El abuelo Jaume era un señor que trabajaba como industrial. Llegó a tener casi doscientos cincuenta trabajadores cuando se jubiló, antes de la crisis del petróleo (la primera). El abuelo Jaume tenía una vida austera: Vivía en un piso en Sabadell (muy digno, pero piso), tenía una pequeña torre en Airesol (cerca de Castellar del Vallès) a la que llamaba, sin más, “la casita”, y pasaba una semana de vacaciones en un apartamento que alquilaba en Platja d’Aro. Tenía un Renault de gama media y se compraba un traje cada dos años en Cal Senyor de Manresa.
Recuerdo que algunas tardes calurosas de verano lo iba a ver a “la casita”. A veces me lo encontraba sentado a la sombra de un pino, con una camisa abierta (antes no se llevaban las t-shirts porque eran, y son, calurosas). Bebía limonada casera y no picaba nada (de hecho, la limonada combina bastante mal con casi todo).
Todo él irradiaba bonhomía. Cuando me veía se apresuraba a alabar lo bien que se estaba “al fresco”. Era feliz con lo mismo que cualquier ser tiene ahora a su alcance. En “la casita” no tenían piscina, ¡ni de lejos! Una ducha con la manguera del jardín hacía las delicias del abuelo cuando ni la sombra del pino conseguía aplacar aquel calor de julio. En la mesa, una comida de la tierra basada en producto fresco y un vino RRR que, todo hay que decirlo, tiraba de espaldas.
Y es que antes, con poco se pasaba. A veces porque no se tenía nada más, pero otras veces porque la gente era austera como lo es ahora la gente de montaña. Eso de gastar por gastar es bastante nuevo.
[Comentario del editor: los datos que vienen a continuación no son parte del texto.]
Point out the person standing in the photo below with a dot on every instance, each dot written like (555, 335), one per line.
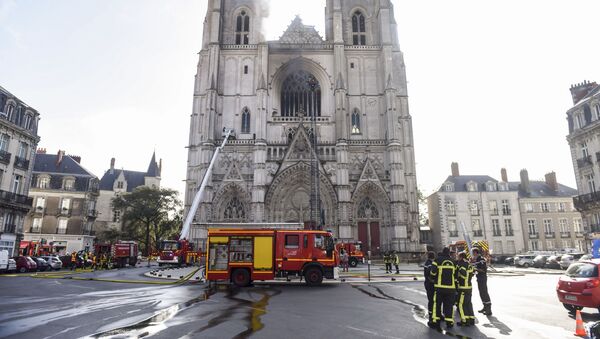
(429, 288)
(464, 274)
(396, 258)
(481, 268)
(443, 271)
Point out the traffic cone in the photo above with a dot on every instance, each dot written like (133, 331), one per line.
(579, 330)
De hecho, hay estudios que demuestran que a día de hoy tenemos ciento cincuenta veces más cosas de las que tenía mi abuelo, y parece que aún necesitemos más, a juzgar por las novedades que van apareciendo en el mercado. Tenemos una cantidad inmensa de artilugios que no podemos utilizar y, al final, el único disfrute parece ser que está en el momento de la compra, el momento donde se establecerá la relación más íntima y cercana con aquel nuevo cachivache.
Lo vemos si no en el coche, uno de los bienes que más se desean y más decepcionan. Tu flamante Audi, Volvo o BMW queda tan atrapado en la cola de la salida del concesionario como el que acabas de dar como entrada, y al que prácticamente no le has dicho ni adiós.
Tenemos delirio por comprar, y como el bolsillo no está para demasiadas alegrías nos tiramos de cabeza al producto porquería que, además de utilizarlo poco, encima se estropeará a la primera de cambio. Y diremos aquello tan sufrido: «¡Estos productos chinos son lamentables!». Y volveremos a picar aquel mismo día o, como muy tarde, al siguiente.
Pero esto no es culpa de los chinos, es culpa nuestra. El otro día hablaba con un industrial textil de allí y me decía: «Cuando vienen los europeos a comprar, bien que les enseño las diferentes calidades que podemos hacer, pero siempre acaban quedándose la más barata, y por lo tanto la peor.».
Y es que nuestro delirio por suplir el vacío existencial no tiene freno. Nos pasamos el día comprando cosas que no necesitamos para impresionar a gente que no nos importa en absoluto.
Por eso, cuando en un ataque de melancolía pienso en el abuelo Jaume bajo el pino de la casita, pienso que él era libre y sabio.